The primary outcome variable was a t‐statistic resulting from pairwise PSC comparisons at the group level. This metric informs as to whether differences in the denoising pipelines were statistically meaningful and robust enough to be detected using standard thresholding criteria. Secondary analyses examined whether denoising pipelines differences were driven by changes in the mean or variance of PSC. The latter were further quantified with Pitman–Morgan tests, which specifically test for differences in paired samples based on the bivariate normal distribution. Importantly, denoising algorithms may have different effects in noise regions such as the ventricles or edge of the brain (reducing amplitude and/or variance) versus task‐related activations (ideally reducing only variance). All voxel‐wise results were corrected for multiple comparisons at p < .05 based on 10,000 Monte Carlo Simulations (parametric value <0.001 and cluster threshold = 1,664 μL) using the spherical autocorrelation correction in AFNI (Cox, Chen, Glen, Reynolds, & Taylor, 2017). More liberal thresholding (i.e., voxels below family‐wise error (FWE)‐corrected threshold values) are presented in figures solely to provide a more nuanced depiction of potential pipeline differences.

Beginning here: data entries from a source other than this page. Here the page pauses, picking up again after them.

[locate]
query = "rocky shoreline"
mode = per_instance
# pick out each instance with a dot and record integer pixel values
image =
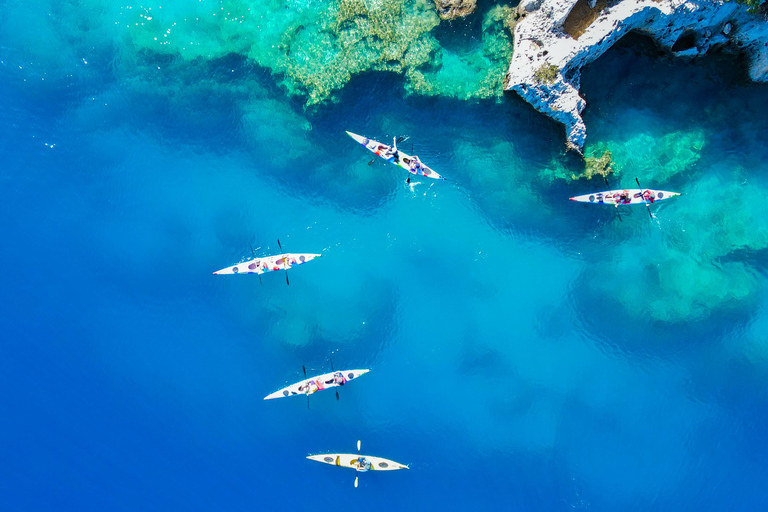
(556, 38)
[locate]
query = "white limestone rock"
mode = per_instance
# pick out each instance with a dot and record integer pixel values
(541, 40)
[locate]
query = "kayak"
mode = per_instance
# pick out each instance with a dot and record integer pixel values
(349, 460)
(410, 163)
(314, 384)
(635, 196)
(268, 264)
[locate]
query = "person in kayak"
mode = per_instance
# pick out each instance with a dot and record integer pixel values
(362, 464)
(395, 152)
(309, 388)
(623, 198)
(649, 196)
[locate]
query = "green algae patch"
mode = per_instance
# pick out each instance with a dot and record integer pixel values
(313, 49)
(658, 158)
(546, 73)
(692, 267)
(476, 74)
(599, 167)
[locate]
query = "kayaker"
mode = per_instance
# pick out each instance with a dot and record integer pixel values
(649, 196)
(363, 464)
(309, 388)
(622, 199)
(339, 379)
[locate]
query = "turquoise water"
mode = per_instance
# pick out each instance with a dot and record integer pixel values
(526, 352)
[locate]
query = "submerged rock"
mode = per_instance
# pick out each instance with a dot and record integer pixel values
(566, 35)
(451, 9)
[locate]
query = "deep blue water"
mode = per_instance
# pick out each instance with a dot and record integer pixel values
(527, 353)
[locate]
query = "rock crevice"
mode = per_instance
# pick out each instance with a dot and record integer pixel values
(688, 28)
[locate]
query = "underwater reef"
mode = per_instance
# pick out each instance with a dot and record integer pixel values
(313, 49)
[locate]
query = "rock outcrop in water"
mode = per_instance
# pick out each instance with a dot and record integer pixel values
(451, 9)
(558, 37)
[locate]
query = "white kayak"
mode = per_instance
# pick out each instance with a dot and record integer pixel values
(352, 461)
(626, 196)
(268, 264)
(314, 384)
(411, 164)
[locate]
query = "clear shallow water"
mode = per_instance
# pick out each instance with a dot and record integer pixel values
(527, 352)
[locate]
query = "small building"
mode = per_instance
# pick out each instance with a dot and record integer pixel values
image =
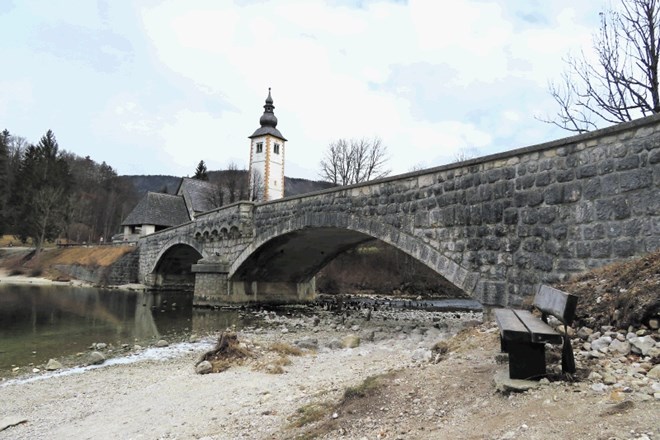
(156, 211)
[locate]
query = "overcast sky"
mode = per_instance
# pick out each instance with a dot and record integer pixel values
(153, 87)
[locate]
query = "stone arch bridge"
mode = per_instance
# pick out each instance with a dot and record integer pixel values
(495, 226)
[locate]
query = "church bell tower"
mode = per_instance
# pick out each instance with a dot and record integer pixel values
(267, 157)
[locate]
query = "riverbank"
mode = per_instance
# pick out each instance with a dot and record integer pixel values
(420, 389)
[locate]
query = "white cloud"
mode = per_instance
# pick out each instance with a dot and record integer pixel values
(430, 78)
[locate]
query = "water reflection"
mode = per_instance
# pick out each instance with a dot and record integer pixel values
(42, 322)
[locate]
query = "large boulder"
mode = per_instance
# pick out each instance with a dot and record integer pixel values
(53, 365)
(350, 341)
(204, 367)
(95, 358)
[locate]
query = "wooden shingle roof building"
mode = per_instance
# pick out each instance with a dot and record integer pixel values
(158, 211)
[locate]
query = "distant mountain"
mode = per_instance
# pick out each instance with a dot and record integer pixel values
(292, 185)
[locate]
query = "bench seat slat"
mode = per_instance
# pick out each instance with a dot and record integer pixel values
(511, 328)
(540, 332)
(554, 302)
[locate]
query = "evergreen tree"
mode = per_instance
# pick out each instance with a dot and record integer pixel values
(41, 192)
(201, 172)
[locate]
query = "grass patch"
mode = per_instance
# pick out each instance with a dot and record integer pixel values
(362, 390)
(286, 349)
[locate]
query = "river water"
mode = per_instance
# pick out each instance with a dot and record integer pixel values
(42, 322)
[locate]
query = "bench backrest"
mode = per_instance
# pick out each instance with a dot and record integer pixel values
(551, 301)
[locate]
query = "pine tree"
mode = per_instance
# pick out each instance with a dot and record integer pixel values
(200, 171)
(41, 196)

Quality control PSC plots (QC PSC) plotted mean FD and absolute displacement relative to PSC values in both signal and noise regions of interest (ROIs; Power et al., 2015). GM, WM, and CSF tissue masks were generated using SPM (v12) and the TT_N27 template (i.e., our registration target) from AFNI (see Supplemental Methods). The primary sensorimotor cortex (SMC) and supplementary motor area (SMA) were empirically defined as signal regions based all tasks/trials commonly involving a button press. The ventrolateral prefrontal cortex (VLPFC) was defined using a 12‐mm sphere (Talairach coordinates: 49, 28, and 10) and has been shown to be active across all selected contrasts (Dolcos, Wang, & Mather, 2014; Mayer et al., 2016; Mayer, Franco, Canive, & Harrington, 2009; Ryman et al., 2019). Thus, any potential effects on signal should be greatest within motor regions with differential motor requirements (MMAT task; frequency contrast) whereas the VLPFC should be more sensitive for cognitive contrasts (AX‐CPT: AY vs. AX trials; MMAT: incongruent vs. congruent trials) and frequency effects.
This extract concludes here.